Healthcare is one of the key sectors of the global economy, especially in Europe. Any improvement in healthcare systems has a high impact on the welfare of the society. The use of technologies in health is clearly a strong path to more efficient healthcare, benefitting both individual people and the public budgets. European public health systems are generating large datasets of biomedical data in general, and images in particular, as most medical examinations use image-based processes. These datasets are in continuous growth and constitute a large unexploited knowledge database since most of its value comes from the interpretations of the experts. Nowadays, this process is generally performed manually and global knowledge sharing is complex.
In the context of automating and accelerating the analysis of the health data and processes, health scientific discovery and innovation are expected to quickly move forward under the so-called “fourth paradigm of science”, which relies on unifying the traditionally separated and heterogeneous high-performance computing and big data analytics environments. Under this paradigm, the DeepHealth project will provide HPC computing power at the service of biomedical applications; and apply Deep Learning (DL) techniques on large and complex biomedical datasets to support new and more efficient ways of diagnosis, monitoring and treatment of diseases.
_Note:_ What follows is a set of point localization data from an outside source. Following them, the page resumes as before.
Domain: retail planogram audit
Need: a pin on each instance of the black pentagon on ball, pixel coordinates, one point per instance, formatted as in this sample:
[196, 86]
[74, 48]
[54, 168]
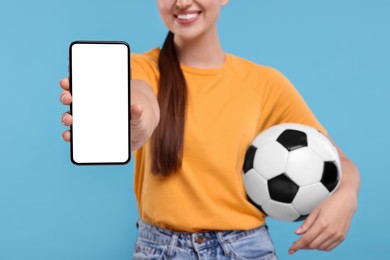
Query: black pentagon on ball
[249, 157]
[281, 188]
[292, 139]
[330, 176]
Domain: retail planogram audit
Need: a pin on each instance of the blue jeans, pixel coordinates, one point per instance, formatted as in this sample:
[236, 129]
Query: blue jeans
[158, 243]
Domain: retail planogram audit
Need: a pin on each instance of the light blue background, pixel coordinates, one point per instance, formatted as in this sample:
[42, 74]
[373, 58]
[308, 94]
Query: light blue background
[335, 52]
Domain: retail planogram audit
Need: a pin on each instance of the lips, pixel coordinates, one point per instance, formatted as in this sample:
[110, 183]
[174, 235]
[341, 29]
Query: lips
[187, 17]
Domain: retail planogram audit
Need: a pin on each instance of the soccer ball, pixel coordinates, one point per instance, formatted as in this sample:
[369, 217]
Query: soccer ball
[289, 169]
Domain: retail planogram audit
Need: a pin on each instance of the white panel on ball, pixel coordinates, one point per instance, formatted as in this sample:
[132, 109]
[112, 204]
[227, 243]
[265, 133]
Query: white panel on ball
[269, 135]
[256, 187]
[281, 211]
[309, 197]
[270, 160]
[304, 167]
[321, 145]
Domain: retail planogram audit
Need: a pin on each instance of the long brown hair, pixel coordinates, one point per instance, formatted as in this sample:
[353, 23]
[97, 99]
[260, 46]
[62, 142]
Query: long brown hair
[168, 138]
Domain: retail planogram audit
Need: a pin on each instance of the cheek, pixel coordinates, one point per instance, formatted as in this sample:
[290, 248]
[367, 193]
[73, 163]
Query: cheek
[164, 8]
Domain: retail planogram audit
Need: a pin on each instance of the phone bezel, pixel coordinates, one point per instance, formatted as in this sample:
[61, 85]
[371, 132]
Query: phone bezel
[128, 98]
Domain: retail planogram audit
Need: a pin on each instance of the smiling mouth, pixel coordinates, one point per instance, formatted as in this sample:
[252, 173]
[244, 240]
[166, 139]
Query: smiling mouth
[187, 17]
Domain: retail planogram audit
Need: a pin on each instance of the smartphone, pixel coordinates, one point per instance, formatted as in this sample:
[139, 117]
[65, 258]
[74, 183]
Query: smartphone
[99, 77]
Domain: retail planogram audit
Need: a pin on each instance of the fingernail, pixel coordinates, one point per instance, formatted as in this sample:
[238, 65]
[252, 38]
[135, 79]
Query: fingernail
[64, 120]
[299, 230]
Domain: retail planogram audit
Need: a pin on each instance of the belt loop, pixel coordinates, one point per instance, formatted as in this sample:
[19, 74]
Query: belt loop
[225, 248]
[172, 245]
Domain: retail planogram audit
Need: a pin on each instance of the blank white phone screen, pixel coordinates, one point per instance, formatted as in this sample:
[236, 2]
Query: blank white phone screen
[100, 87]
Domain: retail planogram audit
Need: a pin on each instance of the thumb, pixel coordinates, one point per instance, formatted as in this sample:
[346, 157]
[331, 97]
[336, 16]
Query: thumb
[309, 221]
[136, 114]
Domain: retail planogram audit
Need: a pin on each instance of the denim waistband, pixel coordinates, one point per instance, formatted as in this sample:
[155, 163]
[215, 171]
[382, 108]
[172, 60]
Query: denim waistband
[197, 240]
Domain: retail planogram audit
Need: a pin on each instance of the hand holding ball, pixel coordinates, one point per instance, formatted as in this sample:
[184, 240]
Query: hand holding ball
[289, 169]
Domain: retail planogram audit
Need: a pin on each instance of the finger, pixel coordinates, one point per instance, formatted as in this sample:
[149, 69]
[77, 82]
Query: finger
[65, 97]
[306, 239]
[308, 223]
[136, 114]
[66, 119]
[320, 241]
[64, 83]
[66, 136]
[332, 246]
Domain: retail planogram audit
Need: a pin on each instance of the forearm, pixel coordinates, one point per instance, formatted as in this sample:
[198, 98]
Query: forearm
[145, 113]
[350, 180]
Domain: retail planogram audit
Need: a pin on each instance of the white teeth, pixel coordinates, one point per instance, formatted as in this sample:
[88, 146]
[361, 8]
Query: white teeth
[187, 16]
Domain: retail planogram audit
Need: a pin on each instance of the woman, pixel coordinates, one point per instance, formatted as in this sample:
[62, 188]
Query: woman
[196, 110]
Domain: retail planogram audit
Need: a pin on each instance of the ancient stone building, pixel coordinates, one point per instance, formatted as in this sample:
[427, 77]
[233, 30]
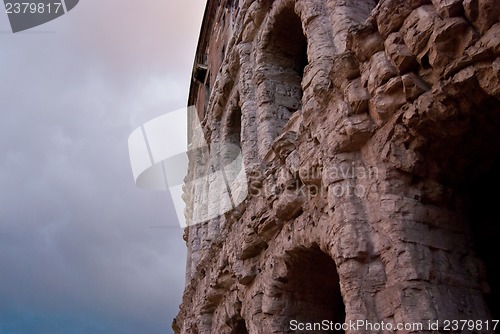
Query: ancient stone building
[370, 134]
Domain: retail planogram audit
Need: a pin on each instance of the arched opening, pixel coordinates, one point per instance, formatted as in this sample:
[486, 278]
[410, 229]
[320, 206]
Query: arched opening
[311, 289]
[284, 57]
[484, 219]
[475, 163]
[482, 186]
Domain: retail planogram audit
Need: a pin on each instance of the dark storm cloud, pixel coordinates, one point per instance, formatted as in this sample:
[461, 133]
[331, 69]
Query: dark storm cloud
[77, 251]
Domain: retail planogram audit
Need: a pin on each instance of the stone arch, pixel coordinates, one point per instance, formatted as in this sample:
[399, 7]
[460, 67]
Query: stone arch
[304, 287]
[281, 61]
[241, 327]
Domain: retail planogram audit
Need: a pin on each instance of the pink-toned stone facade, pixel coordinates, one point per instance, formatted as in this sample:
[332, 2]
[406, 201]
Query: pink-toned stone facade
[370, 134]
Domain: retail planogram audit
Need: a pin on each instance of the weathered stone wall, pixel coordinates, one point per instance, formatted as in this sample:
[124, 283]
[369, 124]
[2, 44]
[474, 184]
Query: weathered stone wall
[369, 133]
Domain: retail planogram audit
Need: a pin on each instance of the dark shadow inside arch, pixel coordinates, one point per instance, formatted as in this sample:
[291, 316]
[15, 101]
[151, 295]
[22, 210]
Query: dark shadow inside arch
[312, 290]
[240, 328]
[286, 58]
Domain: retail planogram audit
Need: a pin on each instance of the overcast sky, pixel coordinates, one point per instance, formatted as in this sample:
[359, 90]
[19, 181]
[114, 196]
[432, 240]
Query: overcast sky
[82, 249]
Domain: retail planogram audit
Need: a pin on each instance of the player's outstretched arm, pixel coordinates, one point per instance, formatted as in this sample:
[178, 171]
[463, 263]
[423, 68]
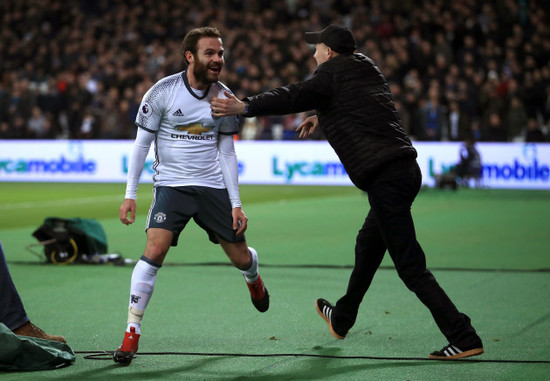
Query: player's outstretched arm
[229, 106]
[128, 206]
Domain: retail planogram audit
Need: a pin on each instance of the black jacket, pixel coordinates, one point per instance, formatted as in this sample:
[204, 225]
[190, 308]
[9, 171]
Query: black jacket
[355, 110]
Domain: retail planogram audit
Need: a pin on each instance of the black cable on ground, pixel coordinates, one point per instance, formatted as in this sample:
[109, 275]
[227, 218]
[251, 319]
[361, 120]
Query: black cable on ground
[108, 355]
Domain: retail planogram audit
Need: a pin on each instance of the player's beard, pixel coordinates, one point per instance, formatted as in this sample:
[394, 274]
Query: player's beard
[202, 75]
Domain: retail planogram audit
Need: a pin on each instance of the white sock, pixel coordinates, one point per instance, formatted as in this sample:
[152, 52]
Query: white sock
[251, 274]
[141, 290]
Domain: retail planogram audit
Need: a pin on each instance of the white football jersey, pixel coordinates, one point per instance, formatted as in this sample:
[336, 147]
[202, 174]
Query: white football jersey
[186, 134]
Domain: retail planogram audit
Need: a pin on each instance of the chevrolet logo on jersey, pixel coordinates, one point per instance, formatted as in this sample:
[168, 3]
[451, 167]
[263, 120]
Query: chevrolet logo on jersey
[193, 129]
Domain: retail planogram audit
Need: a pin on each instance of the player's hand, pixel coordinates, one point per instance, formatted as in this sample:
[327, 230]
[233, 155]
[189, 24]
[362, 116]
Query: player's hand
[229, 106]
[128, 206]
[308, 126]
[240, 221]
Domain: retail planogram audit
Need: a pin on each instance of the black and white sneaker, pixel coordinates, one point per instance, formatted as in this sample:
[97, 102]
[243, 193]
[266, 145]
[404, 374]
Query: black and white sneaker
[324, 309]
[452, 352]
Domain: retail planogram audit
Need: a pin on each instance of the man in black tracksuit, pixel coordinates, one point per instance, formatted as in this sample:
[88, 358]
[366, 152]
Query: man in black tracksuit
[356, 112]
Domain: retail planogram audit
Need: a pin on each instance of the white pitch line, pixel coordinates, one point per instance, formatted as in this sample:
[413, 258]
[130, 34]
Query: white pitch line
[68, 202]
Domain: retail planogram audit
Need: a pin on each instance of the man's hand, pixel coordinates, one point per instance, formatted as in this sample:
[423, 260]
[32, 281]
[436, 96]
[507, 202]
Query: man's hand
[225, 107]
[240, 221]
[128, 205]
[308, 126]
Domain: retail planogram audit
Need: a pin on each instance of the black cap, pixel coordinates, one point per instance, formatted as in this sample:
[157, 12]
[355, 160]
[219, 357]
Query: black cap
[338, 38]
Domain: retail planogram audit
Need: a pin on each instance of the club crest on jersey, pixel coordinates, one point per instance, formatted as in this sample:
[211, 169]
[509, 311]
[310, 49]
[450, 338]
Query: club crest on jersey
[159, 217]
[193, 129]
[145, 109]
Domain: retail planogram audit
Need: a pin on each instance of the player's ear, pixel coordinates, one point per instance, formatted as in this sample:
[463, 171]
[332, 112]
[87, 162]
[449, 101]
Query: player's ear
[189, 56]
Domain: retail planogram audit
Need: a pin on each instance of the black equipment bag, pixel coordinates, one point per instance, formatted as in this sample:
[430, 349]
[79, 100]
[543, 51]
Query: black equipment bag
[67, 240]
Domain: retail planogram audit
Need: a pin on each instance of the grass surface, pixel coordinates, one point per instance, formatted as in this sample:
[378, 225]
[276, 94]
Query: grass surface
[485, 247]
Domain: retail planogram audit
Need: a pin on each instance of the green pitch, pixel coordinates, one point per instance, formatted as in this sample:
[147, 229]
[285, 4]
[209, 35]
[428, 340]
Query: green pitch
[487, 248]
The aim of DeepHealth is to offer a unified framework completely adapted to exploit underlaying heterogeneous HPC and Big Data architectures; and assembled with state-of-the-art techniques in Deep Learning and Computer Vision. In particular, DeepHealth framework is envisioned to tackle real needs of the health sector and facilitate the daily work of medical personnel and the expert users in terms of image processing and the use and training of predictive models without the need of combining numerous tools. To this end, the project will combine High-Performance Computing (HPC) infrastructures with Deep Learning (DL) and Artificial Intelligence (AI) techniques to support biomedical applications that require the analysis of large and complex biomedical datasets and thus, new and more efficient ways of diagnosis, monitoring and treatment of diseases. Moreover, two new libraries, the European Distributed Deep Learning Library (EDDLL) and the European Computer Vision Library (ECVL), will be developed and incorporated in the DeepHealth framework for manipulating and processing the images in a more efficient way and thus, for increasing the productivity of professionals working on biomedical images. The resulting enhanced diagnosis will significantly improve the health service provided to the society, making public health systems more efficient and profitable for everyone.